Monday, October 5, 2015

Tupac Shakur’s Emotional Letter From Jail Selling for $225K

TuPac in 1993
A personal letter handwritten by hip-hop star Tupac Shakur while he was locked up on sexual assault charges shortly before he was killed is going up for sale for $225,000.
The notorious rapper had declared in a 1995 jailhouse interview — after surviving a shootout and being locked up on rape charges in New York’s Clinton Correctional Facility — that he was changing his ways, exclaiming, “Thug Life to me is dead. If it’s real, then let somebody else represent it, because I’m tired of it.”

And while in jail — detoxing and reportedly soaking up books by Niccolò Machiavelli and Sun Tzu — he even cooked up his own street philosophy, which he described to a staffer at his record label, Death Row Records.
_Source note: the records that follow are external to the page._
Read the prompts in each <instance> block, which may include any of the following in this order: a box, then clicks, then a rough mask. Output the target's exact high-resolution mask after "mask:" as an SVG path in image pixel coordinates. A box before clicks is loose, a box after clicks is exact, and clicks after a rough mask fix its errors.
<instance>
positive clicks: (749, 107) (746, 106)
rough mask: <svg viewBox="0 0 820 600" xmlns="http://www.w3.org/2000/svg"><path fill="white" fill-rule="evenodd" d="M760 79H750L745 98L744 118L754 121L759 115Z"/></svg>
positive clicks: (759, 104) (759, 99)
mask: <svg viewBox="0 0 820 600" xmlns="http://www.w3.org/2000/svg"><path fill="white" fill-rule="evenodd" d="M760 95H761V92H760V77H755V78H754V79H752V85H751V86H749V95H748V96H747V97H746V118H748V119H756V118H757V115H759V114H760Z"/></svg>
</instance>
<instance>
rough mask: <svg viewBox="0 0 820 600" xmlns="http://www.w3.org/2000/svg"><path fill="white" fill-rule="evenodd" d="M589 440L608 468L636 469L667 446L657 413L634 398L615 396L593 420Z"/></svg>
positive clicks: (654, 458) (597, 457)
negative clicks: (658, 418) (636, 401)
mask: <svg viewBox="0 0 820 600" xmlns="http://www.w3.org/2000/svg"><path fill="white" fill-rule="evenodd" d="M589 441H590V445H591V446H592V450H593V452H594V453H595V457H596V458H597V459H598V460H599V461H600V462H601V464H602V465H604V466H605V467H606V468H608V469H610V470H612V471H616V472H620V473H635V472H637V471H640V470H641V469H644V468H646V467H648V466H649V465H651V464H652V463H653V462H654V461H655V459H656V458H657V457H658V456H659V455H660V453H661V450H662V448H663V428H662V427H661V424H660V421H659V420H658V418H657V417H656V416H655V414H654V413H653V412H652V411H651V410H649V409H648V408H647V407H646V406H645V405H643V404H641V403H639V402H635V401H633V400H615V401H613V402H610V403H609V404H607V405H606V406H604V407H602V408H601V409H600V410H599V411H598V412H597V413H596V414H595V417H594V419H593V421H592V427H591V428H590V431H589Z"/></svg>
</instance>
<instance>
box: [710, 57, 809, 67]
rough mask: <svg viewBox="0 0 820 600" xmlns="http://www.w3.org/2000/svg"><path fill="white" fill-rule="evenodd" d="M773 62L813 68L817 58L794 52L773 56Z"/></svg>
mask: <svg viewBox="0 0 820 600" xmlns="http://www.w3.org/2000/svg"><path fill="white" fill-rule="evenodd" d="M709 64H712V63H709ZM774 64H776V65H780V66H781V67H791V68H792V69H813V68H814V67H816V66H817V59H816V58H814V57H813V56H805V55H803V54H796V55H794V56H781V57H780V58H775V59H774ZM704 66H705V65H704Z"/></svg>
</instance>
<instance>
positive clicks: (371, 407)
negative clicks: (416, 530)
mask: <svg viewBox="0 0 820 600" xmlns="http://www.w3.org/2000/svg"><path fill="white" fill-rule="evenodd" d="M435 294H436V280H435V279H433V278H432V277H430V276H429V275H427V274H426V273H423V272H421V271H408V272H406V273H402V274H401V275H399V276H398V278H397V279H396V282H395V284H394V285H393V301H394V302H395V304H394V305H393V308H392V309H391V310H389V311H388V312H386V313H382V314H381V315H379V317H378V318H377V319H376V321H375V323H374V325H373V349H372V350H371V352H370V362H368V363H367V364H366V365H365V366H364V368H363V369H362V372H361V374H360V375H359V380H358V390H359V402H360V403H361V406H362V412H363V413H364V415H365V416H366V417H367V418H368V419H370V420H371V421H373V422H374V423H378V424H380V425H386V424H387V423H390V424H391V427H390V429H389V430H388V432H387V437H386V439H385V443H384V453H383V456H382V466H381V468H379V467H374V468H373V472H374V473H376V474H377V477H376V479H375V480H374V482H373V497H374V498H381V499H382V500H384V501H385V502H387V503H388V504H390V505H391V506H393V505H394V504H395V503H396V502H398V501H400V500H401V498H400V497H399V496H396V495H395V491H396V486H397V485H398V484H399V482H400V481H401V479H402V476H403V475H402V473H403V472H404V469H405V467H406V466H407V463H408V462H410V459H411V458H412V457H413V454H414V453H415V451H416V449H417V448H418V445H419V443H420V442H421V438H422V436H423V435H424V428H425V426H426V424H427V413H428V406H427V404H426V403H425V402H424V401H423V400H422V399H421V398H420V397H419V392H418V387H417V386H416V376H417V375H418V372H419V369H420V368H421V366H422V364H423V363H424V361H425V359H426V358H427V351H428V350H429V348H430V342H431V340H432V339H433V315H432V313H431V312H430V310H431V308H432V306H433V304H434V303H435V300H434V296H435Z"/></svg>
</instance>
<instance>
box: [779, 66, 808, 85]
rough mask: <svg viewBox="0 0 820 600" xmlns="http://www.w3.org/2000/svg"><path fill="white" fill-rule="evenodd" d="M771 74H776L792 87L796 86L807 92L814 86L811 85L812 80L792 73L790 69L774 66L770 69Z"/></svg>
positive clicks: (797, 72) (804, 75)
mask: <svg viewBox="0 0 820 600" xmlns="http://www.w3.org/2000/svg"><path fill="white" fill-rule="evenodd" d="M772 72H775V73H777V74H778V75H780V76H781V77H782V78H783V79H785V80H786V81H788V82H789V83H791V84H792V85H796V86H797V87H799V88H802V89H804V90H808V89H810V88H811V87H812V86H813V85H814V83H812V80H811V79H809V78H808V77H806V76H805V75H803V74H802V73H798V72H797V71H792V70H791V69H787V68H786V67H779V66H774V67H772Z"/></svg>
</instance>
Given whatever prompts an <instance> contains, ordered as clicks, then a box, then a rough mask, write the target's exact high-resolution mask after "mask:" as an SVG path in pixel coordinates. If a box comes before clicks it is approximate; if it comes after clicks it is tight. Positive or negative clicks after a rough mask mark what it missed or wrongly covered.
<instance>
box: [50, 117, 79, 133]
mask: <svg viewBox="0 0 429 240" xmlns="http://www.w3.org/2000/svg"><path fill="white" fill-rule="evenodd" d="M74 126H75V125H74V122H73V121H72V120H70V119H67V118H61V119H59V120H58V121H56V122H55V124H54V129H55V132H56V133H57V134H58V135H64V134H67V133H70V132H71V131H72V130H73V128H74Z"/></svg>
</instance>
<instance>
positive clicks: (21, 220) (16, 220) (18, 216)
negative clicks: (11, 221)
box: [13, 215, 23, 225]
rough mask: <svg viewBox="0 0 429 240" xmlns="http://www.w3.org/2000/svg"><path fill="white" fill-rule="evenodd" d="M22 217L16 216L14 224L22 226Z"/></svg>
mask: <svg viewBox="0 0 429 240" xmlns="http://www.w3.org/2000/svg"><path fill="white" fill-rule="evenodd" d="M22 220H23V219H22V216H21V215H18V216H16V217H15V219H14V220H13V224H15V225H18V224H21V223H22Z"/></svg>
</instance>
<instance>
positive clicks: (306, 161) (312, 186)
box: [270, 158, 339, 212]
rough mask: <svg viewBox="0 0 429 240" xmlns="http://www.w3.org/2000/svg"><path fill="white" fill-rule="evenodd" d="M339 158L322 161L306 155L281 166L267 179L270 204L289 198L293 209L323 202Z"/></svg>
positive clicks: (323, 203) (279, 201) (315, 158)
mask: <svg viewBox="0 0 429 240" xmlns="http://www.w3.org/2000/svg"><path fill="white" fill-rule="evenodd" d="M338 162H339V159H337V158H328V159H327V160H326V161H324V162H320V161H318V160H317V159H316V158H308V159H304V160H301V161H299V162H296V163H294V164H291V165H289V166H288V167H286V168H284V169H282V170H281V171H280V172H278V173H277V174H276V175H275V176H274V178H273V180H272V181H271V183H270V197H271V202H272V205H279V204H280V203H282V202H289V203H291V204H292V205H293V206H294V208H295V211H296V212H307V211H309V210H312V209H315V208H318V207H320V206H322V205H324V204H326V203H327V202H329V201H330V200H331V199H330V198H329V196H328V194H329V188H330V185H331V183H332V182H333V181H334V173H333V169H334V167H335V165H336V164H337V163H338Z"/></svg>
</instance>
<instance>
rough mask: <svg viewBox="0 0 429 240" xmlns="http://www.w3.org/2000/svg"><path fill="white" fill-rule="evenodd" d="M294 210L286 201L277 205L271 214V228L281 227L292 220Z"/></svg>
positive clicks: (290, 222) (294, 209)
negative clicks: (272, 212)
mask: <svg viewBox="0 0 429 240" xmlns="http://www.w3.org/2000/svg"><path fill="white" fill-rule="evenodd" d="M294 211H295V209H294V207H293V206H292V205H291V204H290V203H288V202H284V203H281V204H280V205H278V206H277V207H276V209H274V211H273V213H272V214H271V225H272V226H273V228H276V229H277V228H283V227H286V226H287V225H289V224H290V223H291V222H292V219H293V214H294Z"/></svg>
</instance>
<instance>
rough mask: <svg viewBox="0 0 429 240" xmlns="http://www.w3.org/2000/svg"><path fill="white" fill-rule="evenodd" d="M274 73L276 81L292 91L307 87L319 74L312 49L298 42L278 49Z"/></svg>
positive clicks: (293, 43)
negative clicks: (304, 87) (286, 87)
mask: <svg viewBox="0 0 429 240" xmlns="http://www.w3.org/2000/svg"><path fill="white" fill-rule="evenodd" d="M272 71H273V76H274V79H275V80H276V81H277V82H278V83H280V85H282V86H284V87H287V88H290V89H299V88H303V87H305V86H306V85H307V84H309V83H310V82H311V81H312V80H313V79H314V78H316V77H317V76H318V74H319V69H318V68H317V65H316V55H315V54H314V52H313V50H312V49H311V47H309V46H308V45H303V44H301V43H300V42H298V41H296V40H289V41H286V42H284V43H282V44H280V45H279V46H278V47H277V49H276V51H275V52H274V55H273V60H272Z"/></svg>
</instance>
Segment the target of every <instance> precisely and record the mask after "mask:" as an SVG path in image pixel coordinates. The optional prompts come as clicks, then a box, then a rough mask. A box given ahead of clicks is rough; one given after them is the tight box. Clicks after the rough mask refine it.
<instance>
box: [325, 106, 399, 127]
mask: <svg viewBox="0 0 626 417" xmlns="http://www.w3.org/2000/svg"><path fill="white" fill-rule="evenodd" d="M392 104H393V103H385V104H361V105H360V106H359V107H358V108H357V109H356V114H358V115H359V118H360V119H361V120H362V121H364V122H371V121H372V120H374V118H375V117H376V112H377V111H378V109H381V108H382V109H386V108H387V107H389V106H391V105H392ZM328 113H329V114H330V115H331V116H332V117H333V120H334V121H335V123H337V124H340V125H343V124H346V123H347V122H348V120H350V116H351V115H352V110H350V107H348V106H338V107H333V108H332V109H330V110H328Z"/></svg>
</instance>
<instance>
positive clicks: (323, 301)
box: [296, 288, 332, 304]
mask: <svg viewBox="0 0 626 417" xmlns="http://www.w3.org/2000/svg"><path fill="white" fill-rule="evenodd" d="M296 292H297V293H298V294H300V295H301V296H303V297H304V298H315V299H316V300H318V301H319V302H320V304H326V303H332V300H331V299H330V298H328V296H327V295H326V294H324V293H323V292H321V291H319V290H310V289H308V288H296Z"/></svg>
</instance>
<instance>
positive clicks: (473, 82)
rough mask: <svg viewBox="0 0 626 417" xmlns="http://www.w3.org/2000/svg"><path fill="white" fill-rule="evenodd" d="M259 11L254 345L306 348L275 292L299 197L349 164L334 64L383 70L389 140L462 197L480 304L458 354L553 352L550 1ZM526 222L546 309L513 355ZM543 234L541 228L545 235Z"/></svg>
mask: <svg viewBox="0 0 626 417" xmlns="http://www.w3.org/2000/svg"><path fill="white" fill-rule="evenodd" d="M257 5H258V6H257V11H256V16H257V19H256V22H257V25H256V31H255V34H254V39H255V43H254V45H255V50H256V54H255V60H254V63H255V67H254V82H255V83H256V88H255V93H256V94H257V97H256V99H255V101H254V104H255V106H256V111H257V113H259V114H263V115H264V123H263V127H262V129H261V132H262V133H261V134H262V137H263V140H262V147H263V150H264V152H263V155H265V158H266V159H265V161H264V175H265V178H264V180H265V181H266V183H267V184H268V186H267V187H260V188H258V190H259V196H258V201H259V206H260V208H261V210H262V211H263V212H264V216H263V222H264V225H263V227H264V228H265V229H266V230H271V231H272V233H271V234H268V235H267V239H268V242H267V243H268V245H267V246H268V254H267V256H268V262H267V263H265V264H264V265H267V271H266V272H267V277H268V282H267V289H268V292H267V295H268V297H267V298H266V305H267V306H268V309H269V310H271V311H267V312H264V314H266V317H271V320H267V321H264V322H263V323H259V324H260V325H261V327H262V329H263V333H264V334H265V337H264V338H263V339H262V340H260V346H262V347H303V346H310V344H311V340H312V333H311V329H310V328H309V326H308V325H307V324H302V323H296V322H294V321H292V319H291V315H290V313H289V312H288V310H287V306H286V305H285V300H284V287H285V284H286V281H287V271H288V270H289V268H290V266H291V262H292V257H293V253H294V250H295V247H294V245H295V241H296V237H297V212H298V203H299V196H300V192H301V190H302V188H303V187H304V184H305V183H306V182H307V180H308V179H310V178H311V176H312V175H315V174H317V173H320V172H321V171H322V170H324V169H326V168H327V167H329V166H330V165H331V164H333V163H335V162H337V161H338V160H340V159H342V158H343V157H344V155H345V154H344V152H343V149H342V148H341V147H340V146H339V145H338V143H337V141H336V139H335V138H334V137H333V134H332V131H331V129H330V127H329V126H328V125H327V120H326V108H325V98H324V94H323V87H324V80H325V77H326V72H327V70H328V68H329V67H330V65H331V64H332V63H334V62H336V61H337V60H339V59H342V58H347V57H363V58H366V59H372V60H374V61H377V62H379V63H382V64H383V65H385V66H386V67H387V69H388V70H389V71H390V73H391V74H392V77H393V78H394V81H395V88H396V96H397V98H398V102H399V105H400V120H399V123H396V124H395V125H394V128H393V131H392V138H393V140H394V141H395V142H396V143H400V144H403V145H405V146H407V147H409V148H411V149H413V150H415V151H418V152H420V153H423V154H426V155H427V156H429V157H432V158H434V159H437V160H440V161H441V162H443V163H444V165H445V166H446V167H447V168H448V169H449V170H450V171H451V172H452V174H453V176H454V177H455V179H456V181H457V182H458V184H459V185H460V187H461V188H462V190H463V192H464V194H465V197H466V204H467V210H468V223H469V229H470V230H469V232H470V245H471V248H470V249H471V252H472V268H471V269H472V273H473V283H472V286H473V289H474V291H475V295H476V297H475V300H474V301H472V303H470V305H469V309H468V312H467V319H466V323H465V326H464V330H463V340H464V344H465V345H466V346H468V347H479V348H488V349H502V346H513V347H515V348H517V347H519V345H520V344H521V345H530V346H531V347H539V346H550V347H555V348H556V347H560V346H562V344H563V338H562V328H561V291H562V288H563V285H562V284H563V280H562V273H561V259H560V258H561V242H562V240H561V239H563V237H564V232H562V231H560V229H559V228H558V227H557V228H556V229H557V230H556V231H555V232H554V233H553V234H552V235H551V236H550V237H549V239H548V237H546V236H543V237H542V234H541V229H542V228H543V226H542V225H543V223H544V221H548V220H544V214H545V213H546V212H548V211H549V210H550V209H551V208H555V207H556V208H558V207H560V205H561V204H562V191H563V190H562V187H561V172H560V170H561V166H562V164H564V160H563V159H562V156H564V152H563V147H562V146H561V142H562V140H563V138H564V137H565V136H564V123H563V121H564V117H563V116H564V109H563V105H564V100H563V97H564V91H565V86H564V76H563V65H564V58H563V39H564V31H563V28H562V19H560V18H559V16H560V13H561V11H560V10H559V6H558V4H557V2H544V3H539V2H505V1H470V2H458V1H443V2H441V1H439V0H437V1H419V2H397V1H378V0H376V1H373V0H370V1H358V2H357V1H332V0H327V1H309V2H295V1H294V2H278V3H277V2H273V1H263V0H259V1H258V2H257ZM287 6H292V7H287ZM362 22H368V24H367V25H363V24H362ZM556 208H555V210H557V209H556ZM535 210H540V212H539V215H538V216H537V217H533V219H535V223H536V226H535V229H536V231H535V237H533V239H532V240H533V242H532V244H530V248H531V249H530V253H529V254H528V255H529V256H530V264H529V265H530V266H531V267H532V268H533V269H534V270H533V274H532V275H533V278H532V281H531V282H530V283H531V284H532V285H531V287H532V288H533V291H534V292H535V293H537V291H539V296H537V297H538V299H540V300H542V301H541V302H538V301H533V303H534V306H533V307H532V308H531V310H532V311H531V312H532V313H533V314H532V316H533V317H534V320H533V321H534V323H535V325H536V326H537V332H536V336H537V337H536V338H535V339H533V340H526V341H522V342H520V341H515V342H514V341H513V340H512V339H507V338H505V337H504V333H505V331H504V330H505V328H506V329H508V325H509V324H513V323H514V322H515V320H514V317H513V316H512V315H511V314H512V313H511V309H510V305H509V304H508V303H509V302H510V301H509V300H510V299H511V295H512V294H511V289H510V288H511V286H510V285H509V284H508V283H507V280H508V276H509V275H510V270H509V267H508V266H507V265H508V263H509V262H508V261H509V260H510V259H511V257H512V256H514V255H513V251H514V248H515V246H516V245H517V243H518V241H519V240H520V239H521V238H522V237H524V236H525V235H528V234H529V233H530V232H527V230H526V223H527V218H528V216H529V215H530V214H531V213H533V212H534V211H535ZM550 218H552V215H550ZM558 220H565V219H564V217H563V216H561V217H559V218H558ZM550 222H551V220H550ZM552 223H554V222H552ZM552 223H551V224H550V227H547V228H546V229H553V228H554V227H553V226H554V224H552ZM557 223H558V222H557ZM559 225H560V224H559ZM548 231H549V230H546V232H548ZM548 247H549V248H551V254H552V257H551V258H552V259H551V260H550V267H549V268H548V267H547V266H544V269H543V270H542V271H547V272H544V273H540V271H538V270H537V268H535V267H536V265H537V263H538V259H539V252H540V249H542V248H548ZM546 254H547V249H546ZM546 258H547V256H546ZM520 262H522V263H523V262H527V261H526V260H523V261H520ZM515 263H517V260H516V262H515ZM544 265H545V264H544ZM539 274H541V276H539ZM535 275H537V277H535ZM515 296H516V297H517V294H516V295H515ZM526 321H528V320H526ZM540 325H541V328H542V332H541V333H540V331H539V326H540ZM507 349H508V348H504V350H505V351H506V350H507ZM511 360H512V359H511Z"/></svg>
“Here is what my heart says at this time. It’s long but it’s true. Use it as u see fit,” he wrote in a heady, rambling missive to Nina Bhadreshwar, who worked for Death Row Records and was editor of Death Row Uncut magazine as well as her own publication, the Real State. “I am not granting this information to any other publication, not even Time & Rolling Stone so please represent it as it is layed. I trust u.”
The rapper — who had his “Thug Life” motto tattooed across his stomach — wrote that while in withdrawal from booze and drugs in jail, “the seeds planted . . . before me showed me the path to the next level.”
“Many never survive the next level of Thug Life . . . They become addicted to death. A True Boss Playa knows when to advance . . . U must play the game, not let the game play u,” he said of starting a new chapter. “A regular Playa plays women . . . a Boss Playa plays life. A Boss Playa is a thinker, a leader, a builder, a moneymaker, a souljah, a teacher and most of all, a Man! I want all my homiez to know there is another level.”
Shakur was killed in 1996, less than a year after his release.
Bhadreshwar has said of the letter, being sold by Moments in Time, “He enclosed a five-page essay on his view of the rite of passage of a young black male in America. And that was the beginning of our real correspondence.”